Thought’s on Truffaut’s “La Nuit Americaine”

One thing that I noticed while watching Traffaut’s film “La Nuit Americaine” was the different shoot techniques the director employed in order to create a noticeable distinction between the film and “real life”. This technique is especially evident in the first scene in which there is a tracking shot that follows several characters while a score plays in the background. Here the camera tracks characters as they walk through the streets until it stops and focuses on Alphonse and Alexandre and once this scene ends the camera shot ceases to be mobile and instead is stationary. Here Traffaut makes a distinction between film and real life by shooting the “Meet Pamela” scenes in a cinematic and mobile way to make them appear less realistic and more contrived. Then once the Meet Pamela shooting scene is done Truffaut switches his shots to static shots that are realistic in nature to make it seem as though the “behind the scene shots” are real life. This shooting style helps Truffaut to successfully create a distinction between the film world and real world within his film, and in doing so he creates a film that both celebrates and criticizes the film making process.

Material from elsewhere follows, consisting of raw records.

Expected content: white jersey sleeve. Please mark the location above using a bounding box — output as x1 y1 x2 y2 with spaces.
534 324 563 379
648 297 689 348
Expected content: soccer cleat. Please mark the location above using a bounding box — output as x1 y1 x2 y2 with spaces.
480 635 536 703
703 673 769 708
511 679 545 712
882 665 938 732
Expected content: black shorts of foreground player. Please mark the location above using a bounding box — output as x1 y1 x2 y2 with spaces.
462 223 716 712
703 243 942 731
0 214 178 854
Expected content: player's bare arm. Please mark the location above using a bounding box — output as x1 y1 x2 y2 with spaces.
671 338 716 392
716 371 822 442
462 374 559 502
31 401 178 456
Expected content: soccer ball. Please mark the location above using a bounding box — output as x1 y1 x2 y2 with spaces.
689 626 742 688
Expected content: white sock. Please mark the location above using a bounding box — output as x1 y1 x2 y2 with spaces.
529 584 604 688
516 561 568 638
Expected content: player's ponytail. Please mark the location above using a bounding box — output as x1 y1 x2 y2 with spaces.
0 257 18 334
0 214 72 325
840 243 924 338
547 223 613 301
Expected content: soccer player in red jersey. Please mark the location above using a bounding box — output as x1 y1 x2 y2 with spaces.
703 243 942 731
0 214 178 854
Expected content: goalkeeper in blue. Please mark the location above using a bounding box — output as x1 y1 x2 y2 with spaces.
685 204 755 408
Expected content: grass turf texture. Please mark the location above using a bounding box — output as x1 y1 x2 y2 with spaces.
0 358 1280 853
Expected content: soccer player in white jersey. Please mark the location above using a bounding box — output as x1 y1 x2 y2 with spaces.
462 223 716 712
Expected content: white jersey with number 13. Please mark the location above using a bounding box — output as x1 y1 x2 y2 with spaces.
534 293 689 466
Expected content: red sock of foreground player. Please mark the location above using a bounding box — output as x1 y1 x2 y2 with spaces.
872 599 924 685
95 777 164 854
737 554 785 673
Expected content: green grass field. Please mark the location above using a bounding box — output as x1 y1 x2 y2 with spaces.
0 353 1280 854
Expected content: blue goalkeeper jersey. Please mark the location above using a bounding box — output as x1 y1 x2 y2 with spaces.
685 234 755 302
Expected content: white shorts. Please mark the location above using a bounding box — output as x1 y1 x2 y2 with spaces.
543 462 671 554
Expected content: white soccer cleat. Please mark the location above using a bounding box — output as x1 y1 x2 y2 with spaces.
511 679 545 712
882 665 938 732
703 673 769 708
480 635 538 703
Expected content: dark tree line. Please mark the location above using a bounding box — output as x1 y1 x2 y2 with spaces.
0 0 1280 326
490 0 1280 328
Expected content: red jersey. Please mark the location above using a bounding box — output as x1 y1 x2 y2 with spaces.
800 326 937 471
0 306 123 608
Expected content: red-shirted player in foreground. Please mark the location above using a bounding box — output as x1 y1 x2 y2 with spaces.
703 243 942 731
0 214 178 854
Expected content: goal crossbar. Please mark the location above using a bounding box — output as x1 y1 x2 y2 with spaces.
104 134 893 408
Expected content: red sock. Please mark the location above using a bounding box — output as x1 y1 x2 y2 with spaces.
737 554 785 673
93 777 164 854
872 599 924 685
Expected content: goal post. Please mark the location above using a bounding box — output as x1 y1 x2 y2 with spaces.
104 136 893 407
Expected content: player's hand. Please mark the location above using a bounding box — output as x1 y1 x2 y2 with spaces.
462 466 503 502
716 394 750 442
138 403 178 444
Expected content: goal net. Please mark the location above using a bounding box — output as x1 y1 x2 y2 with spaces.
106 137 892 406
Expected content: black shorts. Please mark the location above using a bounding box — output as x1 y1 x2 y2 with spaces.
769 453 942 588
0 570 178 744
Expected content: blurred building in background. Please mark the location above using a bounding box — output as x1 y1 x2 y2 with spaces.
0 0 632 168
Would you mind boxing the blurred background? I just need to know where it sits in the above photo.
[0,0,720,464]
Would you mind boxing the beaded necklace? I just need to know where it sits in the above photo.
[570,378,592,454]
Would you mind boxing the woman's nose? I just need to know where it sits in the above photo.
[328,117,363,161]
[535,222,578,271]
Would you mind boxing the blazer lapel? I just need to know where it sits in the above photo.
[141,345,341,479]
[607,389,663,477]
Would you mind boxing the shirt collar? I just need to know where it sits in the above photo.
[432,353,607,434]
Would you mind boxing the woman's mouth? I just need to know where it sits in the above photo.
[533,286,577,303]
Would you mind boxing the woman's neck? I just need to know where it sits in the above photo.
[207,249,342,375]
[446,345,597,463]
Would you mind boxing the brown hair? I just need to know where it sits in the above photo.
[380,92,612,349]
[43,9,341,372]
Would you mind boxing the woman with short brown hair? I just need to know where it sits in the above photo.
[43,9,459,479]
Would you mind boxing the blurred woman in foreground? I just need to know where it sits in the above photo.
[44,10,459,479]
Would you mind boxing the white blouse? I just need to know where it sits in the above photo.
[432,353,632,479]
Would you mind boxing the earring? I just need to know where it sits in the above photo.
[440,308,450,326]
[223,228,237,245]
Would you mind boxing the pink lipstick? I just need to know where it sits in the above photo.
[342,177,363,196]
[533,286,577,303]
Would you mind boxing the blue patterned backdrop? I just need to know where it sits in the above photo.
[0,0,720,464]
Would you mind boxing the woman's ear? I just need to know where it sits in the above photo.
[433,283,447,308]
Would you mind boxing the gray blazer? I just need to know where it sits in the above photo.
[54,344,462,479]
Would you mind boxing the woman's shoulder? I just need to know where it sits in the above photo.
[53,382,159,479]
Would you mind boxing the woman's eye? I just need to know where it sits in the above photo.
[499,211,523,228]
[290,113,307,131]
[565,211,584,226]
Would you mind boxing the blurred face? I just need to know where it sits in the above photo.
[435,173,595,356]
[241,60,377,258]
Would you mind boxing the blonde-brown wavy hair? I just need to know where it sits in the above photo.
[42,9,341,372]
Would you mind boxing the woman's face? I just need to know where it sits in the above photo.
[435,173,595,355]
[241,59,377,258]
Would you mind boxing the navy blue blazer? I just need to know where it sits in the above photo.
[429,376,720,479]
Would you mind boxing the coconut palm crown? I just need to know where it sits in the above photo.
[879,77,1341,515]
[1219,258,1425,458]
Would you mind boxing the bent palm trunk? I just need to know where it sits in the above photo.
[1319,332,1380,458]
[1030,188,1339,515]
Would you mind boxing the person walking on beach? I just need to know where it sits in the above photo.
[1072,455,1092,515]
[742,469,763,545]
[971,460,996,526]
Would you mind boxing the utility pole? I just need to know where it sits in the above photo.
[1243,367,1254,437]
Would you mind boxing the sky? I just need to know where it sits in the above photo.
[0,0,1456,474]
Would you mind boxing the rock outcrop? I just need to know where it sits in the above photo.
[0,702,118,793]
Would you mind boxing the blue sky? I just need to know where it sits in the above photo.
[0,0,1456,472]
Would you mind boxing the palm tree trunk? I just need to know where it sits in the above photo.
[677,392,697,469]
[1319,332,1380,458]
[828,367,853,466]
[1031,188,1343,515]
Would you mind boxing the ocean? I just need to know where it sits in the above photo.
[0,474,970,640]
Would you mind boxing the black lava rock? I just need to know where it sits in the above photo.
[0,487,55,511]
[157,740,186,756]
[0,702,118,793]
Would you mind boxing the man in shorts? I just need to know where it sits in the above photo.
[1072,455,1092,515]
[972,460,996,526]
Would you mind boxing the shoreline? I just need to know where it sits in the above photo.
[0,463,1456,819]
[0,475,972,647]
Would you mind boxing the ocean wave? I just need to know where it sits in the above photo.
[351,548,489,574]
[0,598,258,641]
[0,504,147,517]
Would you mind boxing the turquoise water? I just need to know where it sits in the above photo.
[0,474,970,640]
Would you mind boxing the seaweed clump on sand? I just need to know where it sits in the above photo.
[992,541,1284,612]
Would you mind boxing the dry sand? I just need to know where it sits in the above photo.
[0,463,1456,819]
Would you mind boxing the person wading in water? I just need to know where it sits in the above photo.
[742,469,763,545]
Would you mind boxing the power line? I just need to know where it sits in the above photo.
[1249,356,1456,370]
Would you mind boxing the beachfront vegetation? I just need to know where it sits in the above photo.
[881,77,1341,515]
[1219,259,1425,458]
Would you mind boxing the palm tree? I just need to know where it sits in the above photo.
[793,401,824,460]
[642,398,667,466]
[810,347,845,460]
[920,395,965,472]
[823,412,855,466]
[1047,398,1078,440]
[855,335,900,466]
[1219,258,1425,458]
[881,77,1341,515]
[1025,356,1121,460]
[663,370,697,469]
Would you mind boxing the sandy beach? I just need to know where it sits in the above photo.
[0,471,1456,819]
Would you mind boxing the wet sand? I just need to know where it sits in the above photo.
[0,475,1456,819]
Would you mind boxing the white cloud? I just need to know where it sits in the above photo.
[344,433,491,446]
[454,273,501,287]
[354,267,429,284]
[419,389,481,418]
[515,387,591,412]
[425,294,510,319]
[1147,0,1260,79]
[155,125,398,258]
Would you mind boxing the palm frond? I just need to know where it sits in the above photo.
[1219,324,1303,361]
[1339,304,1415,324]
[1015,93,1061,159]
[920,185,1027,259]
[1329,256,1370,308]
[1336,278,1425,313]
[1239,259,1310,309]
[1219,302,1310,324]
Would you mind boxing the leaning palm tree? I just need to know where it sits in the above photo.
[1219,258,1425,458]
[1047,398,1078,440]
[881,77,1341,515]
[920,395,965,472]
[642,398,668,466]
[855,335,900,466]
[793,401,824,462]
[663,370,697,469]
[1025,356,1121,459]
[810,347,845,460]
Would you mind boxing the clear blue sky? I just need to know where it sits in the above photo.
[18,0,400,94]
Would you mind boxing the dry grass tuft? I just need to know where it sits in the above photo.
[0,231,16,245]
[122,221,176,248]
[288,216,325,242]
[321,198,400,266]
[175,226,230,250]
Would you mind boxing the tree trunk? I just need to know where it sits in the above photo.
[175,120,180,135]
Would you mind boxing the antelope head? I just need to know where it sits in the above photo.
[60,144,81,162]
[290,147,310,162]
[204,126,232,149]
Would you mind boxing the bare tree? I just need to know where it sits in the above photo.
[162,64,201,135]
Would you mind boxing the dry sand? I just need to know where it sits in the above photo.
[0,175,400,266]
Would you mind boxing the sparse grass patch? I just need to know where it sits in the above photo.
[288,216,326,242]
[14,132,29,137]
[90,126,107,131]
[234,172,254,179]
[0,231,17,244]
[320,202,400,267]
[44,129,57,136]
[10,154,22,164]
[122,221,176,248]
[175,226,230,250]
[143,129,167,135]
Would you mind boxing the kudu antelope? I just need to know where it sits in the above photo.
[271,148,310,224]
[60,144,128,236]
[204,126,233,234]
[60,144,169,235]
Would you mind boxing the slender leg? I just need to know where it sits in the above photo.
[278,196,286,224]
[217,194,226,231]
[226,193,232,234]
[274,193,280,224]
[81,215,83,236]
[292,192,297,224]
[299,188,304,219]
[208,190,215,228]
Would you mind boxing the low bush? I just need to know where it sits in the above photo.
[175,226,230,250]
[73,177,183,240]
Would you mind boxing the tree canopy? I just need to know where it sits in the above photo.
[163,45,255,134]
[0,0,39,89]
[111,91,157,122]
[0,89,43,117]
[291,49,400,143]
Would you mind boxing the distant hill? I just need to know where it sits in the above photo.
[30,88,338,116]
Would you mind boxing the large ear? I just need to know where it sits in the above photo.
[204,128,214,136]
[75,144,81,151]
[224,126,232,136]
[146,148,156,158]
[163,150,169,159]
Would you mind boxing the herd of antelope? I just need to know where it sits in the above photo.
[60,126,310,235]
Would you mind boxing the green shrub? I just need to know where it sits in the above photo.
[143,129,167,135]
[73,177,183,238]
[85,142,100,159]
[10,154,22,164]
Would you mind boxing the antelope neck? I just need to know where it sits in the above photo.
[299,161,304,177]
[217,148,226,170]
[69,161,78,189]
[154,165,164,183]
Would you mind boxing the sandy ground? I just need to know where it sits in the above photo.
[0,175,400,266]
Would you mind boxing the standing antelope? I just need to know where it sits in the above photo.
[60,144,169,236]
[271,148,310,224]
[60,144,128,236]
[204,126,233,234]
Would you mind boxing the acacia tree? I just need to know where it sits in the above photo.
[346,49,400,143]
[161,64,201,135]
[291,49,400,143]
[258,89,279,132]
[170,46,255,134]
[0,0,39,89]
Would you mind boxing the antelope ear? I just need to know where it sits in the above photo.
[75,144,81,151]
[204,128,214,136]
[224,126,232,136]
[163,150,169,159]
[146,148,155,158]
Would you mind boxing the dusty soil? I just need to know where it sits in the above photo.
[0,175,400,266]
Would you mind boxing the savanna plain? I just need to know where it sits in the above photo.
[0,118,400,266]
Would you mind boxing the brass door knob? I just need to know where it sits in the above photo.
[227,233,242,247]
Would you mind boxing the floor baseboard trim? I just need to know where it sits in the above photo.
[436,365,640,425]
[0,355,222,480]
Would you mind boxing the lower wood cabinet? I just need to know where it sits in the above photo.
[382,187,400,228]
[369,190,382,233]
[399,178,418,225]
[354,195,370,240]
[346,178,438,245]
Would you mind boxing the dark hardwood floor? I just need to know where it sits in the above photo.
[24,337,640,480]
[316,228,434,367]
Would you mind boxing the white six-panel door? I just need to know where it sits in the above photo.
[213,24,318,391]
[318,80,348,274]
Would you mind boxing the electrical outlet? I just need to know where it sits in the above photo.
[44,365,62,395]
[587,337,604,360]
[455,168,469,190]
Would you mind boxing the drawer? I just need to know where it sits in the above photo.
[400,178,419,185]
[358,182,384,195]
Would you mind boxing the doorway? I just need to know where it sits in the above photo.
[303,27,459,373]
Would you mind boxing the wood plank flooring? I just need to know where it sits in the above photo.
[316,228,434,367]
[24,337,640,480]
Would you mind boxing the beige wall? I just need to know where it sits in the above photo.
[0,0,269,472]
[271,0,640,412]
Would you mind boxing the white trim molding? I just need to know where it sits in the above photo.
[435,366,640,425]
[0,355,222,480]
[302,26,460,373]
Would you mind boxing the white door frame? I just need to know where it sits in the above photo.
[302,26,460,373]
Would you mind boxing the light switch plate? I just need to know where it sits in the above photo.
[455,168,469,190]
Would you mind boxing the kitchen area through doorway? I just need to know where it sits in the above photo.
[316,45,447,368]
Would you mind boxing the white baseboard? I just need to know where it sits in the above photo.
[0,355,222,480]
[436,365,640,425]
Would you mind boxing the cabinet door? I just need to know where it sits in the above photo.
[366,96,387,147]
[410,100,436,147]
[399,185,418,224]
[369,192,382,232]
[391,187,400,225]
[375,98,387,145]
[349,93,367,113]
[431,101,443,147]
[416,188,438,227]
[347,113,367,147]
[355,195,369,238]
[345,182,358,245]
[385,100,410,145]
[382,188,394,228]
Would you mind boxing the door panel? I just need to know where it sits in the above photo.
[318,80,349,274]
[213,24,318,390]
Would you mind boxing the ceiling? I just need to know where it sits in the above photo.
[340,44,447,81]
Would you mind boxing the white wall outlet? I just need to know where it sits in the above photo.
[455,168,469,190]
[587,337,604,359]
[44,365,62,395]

Another thought I had while watching the film was it shared a lot of similarities with Fellini’s film “8 1/2”.  Much like “La Nuit Americaine” Fellini’s “8 1/2”  focuses on the life of a struggling director as he attempts to make a film in hectic circumstances. One scene from “La Nuit Americaine” that was particularly reminiscent of  “8 1/2” was Ferrand’s dream sequence in which he sees himself as a child stealing Citizen Kane posters from the front of a movie theater. This childhood flashback scene establishes that film is Ferand’s one true love and shows the audience that his passion for the medium dates all the way back to his childhood, which helps the viewer to understand why he is so intent on making a successful production. Fellini’s film “8 1/2” features a similar scene in which the director has a flashback to his childhood and he remembers the time when him and his siblings jumped on the bed and chanted “asa nisi masa”, a made up phrase that they yelled to bring the eyes of a painting on their wall to life. In both of these scenes the directors use childhood flashbacks to show the inner most desires of the protagonists and in doing so they reveal a great deal about each main character’s past, which helps the viewer to better understand how these men have become so tormented.